Spiral Notebook: You've been framed
Giles Broadbent considers a radical, punitive imposition on errant MPs
I make no apology for returning to the subject of MPs' expenses. I make no apology because it is fully within the rules as laid down in the Columnist's Green Book and it is the system that stinks, not I. Reform cannot come soon enough.
In pursuit of redress, and never one to decline the fruits of another man's labours, my thoughts turned to the Window Tax of 1696. We should reintroduce this much-maligned imposition forthwith.
The new Window Tax 2009 would stipulate that MPs must pay the price of all broken windows in any chamber, constituency residence, tavern or town hall even if they are not directly to blame for being flung through them in the first place.
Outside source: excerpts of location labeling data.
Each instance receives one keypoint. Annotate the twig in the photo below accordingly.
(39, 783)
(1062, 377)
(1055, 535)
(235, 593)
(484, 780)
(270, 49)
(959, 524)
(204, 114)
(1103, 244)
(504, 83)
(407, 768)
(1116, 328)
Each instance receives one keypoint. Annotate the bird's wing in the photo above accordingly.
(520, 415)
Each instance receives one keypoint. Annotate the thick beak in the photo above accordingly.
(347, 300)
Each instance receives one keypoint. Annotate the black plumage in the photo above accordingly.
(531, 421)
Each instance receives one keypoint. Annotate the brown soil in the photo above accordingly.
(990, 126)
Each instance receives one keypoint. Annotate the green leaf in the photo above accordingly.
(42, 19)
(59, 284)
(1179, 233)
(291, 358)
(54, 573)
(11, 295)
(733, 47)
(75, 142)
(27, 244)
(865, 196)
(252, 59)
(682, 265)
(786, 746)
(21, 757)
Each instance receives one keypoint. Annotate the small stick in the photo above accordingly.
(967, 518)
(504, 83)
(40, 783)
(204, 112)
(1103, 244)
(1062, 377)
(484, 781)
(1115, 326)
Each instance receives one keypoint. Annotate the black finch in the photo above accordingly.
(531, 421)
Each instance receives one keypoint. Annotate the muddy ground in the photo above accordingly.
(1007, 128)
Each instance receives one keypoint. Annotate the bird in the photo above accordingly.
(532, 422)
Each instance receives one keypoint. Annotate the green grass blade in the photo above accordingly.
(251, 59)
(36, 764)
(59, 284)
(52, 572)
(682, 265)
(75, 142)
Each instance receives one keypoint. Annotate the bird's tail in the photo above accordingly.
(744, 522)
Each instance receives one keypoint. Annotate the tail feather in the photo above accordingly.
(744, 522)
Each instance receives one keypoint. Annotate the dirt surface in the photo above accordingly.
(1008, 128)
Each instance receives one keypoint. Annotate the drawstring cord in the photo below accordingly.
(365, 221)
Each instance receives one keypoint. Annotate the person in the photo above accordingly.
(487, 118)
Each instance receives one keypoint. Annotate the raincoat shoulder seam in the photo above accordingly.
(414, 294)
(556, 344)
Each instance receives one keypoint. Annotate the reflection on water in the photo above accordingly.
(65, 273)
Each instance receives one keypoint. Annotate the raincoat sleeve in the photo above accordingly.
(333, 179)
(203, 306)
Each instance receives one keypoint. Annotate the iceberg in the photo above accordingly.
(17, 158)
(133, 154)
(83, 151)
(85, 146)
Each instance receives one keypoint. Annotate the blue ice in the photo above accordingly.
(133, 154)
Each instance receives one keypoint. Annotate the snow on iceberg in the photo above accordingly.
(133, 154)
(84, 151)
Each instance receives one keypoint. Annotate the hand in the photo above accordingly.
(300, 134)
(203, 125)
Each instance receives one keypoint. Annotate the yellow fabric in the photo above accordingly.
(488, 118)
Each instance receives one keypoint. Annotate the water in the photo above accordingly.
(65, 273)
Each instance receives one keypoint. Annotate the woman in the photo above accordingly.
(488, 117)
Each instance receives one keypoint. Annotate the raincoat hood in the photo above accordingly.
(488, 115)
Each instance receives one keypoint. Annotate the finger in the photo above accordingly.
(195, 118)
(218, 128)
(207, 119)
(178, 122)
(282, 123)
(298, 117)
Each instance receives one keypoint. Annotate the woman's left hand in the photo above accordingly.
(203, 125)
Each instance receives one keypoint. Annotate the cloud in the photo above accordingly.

(Incidentally, the Window Tax was not repealed until 1851 when it was replaced by the "House Duty", a form of words that whooshes straight over the heads of our elected embezzlers like a hungry wig hawk scouting for supper.)
In the doldrums
• I fear for the future. In years to come, all ambition will be spent. Look at the milestones passed in recent months - the first Speaker ousted since 1695; the deepest recession in a century; the first Lords kicked out of Parliament since Oliver Cromwell; the biggest constitutional crisis since the MP for Berwick on Tweed in 1745 knotted his brow with a reef rather than the more traditional Gordian knot.
What will we pitch for when all is said and done and stolen and claimed for and reimbursed and repaid in sorrow?
In 10 years' time - new government, settled house prices, recession ended - we'll be as dull and lifeless as the barnet of a slumdog crack addict.
We'll turn our faces to the skies in the hope that climate change will bring us, say, the worst hurricane, the biggest snowfall, the loss of Norfolk. Anything to lift us from our middle-ranking, unremarkable malaise of historical mediocrity.
I still thrill to the sound of a newsreader concluding her statistical analysis with "...since records began".
Dear Diary, I was there when that terrible thing happened. I witnessed history.
Come 2019 we'll be edging through Canary Wharf on Crossrail and the holographic figure of a stately Emily Maitless will echo from the depths of our iLatte™ "...and those are the worst figures..." and we'll perk up before she continues... "since the Great Superlatives Flood of 2009" and we'll sit back and sigh.
We're standing on the shoulders of pygmies, we'll think, secretly yearning for the return of City excesses, free fluffy dusters and a bent peer or two.